Namun sembilan bulan setelah pernyataan itu dilontarkan, faktanya tambang ilegal masih beroperasi secara terbuka, Beko masih lalu-lalang di lokasi tambang, dan korban jiwa terus berjatuhan akibat tambang liar di berbagai titik wilayah Madina.
Koordinator AMPM, Sutan Paruhuman Nasution, menyebut situasi ini bukan sekadar kegagalan moral, melainkan penghinaan terhadap hukum dan akal sehat masyarakat Madina.

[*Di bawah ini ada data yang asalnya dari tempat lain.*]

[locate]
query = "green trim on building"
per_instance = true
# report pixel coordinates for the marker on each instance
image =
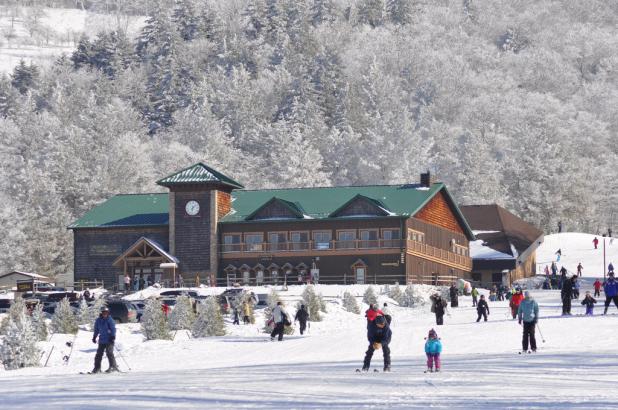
(198, 174)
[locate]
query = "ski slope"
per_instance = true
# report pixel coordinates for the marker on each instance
(576, 367)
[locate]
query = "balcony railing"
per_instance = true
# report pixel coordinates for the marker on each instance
(271, 247)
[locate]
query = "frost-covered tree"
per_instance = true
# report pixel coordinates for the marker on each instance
(209, 320)
(18, 348)
(64, 320)
(39, 323)
(154, 323)
(369, 297)
(182, 316)
(350, 304)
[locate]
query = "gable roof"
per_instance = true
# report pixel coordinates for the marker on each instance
(127, 210)
(197, 174)
(294, 208)
(501, 230)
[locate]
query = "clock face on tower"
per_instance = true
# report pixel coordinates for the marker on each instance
(192, 208)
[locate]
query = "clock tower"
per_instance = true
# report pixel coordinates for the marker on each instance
(199, 196)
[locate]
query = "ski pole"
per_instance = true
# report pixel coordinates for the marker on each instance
(540, 333)
(121, 356)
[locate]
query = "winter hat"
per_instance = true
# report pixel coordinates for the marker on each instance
(380, 321)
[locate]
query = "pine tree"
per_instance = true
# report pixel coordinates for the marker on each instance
(209, 320)
(39, 324)
(369, 297)
(182, 316)
(154, 324)
(64, 320)
(350, 304)
(18, 348)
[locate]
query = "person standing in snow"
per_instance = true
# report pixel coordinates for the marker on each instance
(379, 335)
(516, 299)
(278, 318)
(567, 294)
(611, 291)
(302, 316)
(105, 329)
(433, 348)
(475, 295)
(597, 288)
(528, 312)
(454, 293)
(589, 302)
(438, 306)
(482, 309)
(388, 315)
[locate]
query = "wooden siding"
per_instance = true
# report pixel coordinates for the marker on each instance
(438, 212)
(96, 249)
(224, 203)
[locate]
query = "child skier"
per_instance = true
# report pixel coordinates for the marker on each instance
(433, 348)
(589, 302)
(482, 309)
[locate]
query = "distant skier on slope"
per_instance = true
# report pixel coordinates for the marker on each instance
(482, 309)
(516, 299)
(379, 336)
(611, 291)
(528, 312)
(433, 348)
(105, 329)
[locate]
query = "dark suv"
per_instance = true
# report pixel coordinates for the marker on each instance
(122, 311)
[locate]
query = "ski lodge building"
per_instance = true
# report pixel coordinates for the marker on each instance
(209, 229)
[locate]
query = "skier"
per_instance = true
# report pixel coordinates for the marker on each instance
(482, 309)
(611, 291)
(454, 293)
(388, 315)
(105, 328)
(433, 348)
(278, 318)
(475, 295)
(438, 306)
(589, 302)
(566, 294)
(528, 311)
(379, 335)
(515, 301)
(302, 316)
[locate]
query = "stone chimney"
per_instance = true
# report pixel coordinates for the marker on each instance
(427, 179)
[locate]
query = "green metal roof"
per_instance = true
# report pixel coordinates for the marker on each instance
(399, 201)
(127, 210)
(196, 174)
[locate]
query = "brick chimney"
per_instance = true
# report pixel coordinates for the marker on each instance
(426, 179)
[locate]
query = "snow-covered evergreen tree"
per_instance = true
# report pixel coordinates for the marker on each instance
(209, 320)
(350, 304)
(18, 348)
(39, 323)
(64, 320)
(182, 316)
(154, 323)
(369, 297)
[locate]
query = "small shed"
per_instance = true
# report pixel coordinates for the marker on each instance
(9, 280)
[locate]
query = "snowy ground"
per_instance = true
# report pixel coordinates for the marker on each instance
(576, 367)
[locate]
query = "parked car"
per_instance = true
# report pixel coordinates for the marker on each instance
(5, 305)
(180, 292)
(122, 311)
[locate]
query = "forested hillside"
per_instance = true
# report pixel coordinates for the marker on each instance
(505, 101)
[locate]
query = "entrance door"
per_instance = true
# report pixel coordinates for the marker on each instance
(360, 275)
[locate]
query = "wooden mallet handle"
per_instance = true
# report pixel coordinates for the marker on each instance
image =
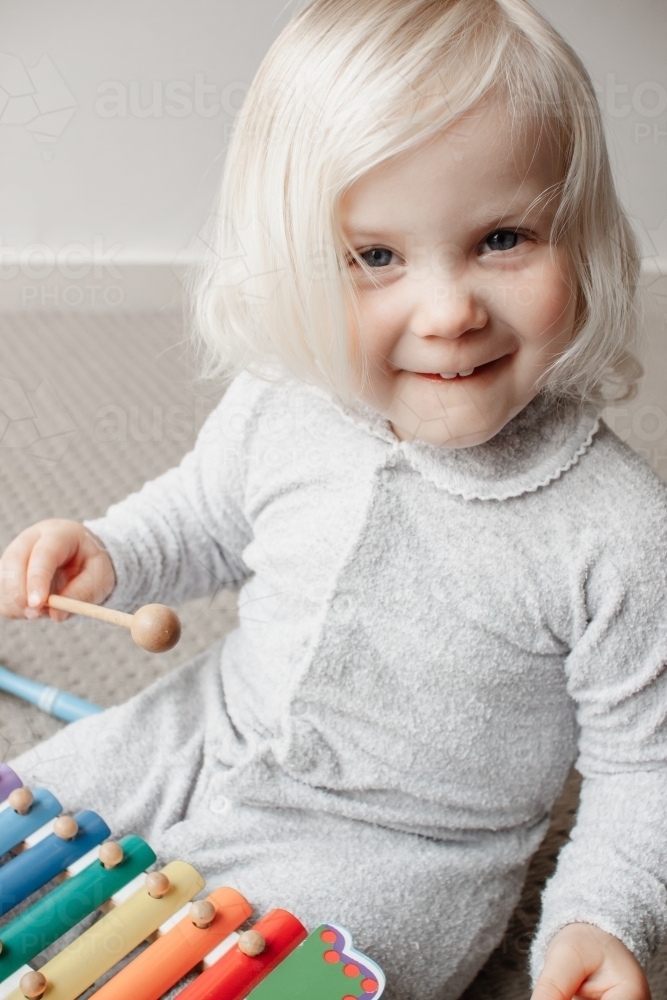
(153, 627)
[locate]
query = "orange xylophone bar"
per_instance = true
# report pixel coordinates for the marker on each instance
(235, 974)
(177, 951)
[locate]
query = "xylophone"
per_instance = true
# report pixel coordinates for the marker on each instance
(276, 959)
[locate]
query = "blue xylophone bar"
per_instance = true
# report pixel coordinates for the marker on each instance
(32, 869)
(62, 705)
(14, 828)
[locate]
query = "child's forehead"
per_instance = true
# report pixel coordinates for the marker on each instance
(486, 158)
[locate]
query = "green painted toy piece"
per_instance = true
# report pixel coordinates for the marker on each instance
(57, 912)
(324, 967)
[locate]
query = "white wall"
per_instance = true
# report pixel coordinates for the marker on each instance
(115, 132)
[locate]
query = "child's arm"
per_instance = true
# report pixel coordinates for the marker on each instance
(53, 556)
(612, 873)
(181, 536)
(583, 961)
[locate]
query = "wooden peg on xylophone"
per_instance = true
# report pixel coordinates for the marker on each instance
(202, 913)
(21, 800)
(251, 943)
(110, 854)
(33, 985)
(65, 827)
(154, 627)
(157, 884)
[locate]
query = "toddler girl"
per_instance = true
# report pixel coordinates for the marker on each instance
(451, 572)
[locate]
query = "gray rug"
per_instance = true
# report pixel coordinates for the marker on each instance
(92, 405)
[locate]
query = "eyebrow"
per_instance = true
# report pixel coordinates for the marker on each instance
(487, 221)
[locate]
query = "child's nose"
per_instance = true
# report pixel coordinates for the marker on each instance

“Kuping Kapolres memang belum terpotong, tapi yang sudah terpotong hari ini adalah wibawa kepolisian dan nyawa rakyat kecil. Ini bukan lagi sekadar arogansi ucapan, tapi pengkhianatan terhadap tanggung jawab penegakan hukum,” tegas Sutan dalam keterangan persnya, Selasa (11/11/2025).
Menurut Sutan, pernyataan Kapolres yang viral beberapa waktu lalu telah menjadi simbol kebohongan aparat di hadapan publik. Aktivitas PETI dengan alat berat tak mungkin luput dari pantauan aparat, karena berlangsung secara terbuka dan melibatkan modal besar.